Es difícil describir la conciencia que aterrizó en mí entonces. Sabía que William Penn tenía razón cuando dijo que la unidad que sentimos en el Meeting para el culto no es solo nuestra. En nuestras diferentes libreas de este mundo —siendo yo una forastera—, en ese lugar, el sentimiento de recogimiento se asentó dentro de mí. No sentí una felicidad efervescente en esos momentos de comunión; más bien, me sentí movida a la gratitud por haber sido llevada a este lugar de quietud, y porque unos extraños en un lugar lejano lo compartieran conmigo; sin embargo, lo conocí como mi propio culto cuáquero. Fue una apertura para mí que “la palabra, el poder y el espíritu del Dios viviente perduran para siempre, y son lo mismo y nunca cambian”, en palabras de Margaret Fell.

Nos quedamos así un rato. La mayoría de la gente se quedó más tiempo que nosotros. Me alejé por los caminos con reticencia, pero nos esperaban en breve para cenar en casa de un pariente. Después de que nos fuimos, el sentimiento se quedó conmigo. Cuando se lo describí a Ali, me confirmó que él también lo sentía, y que es común. Los iraníes saben que “simplemente te cargas cuando estás allí”, dijo. En un pequeño parque al anochecer, cerca de una bulliciosa calle de una gran ciudad, era lo más parecido que puedo imaginar a un Meeting cuáquero reunido en la República Islámica de Irán.
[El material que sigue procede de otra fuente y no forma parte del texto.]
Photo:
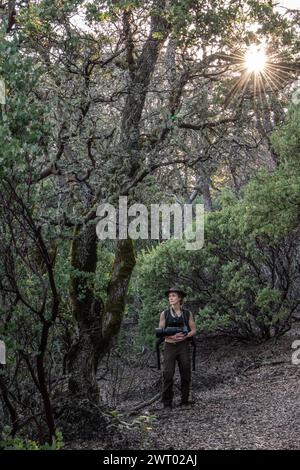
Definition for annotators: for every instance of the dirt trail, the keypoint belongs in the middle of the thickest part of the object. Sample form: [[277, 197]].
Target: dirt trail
[[245, 397]]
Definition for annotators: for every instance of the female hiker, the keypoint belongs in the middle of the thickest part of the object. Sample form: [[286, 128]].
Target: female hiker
[[177, 347]]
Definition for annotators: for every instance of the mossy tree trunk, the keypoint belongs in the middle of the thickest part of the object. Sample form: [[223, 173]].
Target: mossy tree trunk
[[97, 323]]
Unos días más tarde, fuimos a visitar otro jardín en Shiraz. Este rodeaba un gran palacio, uno de los muchos que poseía el Shah hasta la revolución de 1979. Un pariente me comentó más tarde que el vendedor de entradas del palacio me cobró más por mi entrada porque era extranjera. En la tumba de su amado Hafez, la visita de un extranjero era recibida con alegría. De hecho, el vendedor de entradas nos hizo pasar gratis a todo nuestro grupo.